Management of Severe Neonatal Hyperparathyroidism due to a Novel Homozygous CaSR Mutation

Background: Homozygous loss-of-function mutations of the ca‏lcium-sensing receptor gene (CaSR) are associated with neonatal severe hyperparathyroidism (NSHPT), a life-threatening condition with a challenging treatment approach.

Case description: A 7-day-old-female infant admitted to our Pediatric Department due to feeding difficulties, lethargy and hypotonicity. Laboratory evaluation revealed:Extreme hypercalcemia of 23.54 mg/dL (N: 7.6–10.4),Low phosphorus concentration of 2.16 mg/dL (N: 4.0–6.5),Extremely high PTH of 568 pg/mL (N: 18.4–80.1).These findings suggested Neonatal Severe Hyperparathyroidism (NSHPT) due to CaSR mutation. Skeletal survey revealed bone deformities with evidence of growth-plate injury and severe osteopenia. Molecular analysis of CaSR identified a novel homozygous mutation: c.281G>A(p.Gly94Glu).

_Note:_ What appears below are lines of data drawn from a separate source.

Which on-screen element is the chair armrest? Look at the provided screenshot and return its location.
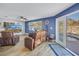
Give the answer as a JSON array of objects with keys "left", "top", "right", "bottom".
[{"left": 24, "top": 37, "right": 34, "bottom": 50}]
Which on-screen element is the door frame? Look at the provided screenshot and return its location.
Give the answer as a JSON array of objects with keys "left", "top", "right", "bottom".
[{"left": 56, "top": 10, "right": 79, "bottom": 48}]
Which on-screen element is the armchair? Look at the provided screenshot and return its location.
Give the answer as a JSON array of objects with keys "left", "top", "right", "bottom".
[{"left": 24, "top": 30, "right": 47, "bottom": 50}]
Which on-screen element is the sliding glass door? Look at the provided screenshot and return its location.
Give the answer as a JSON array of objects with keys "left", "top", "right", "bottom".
[{"left": 56, "top": 17, "right": 66, "bottom": 47}]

Treatment: Treatment was initiated with aggressive hydration, IV bisphosphonate and calcitonin for the first 24 hours. This treatment reduced calcium levels to normal range within days. Following treatment with Cinacalcet was initiated at a dose of 0.35 mg/kg per day with an increase up to 7.5 mg/kg per day.Despite normal calcium levels, PTH remained elevated and there was progressive bone disease.

At 9 weeks of age, a total PTX with auto-transplantation was performed. After PTX, PTH levels decreased and hypocalcemia gradually evolved. This necessitated initiation of oral Ca and alfacalcidol.

Discussion and Conclusion: This case report demonstrates the challenges of treating NSHPT and indicates that the therapeutic goal must be to reduce serum levels of both calcium and PTH, as elevated PTH by itself can cause severe bone deformities. Cinacalcet treatment should be considered as initial treatment, BUT if it is ineffective, a definitive surgery should not be delayed.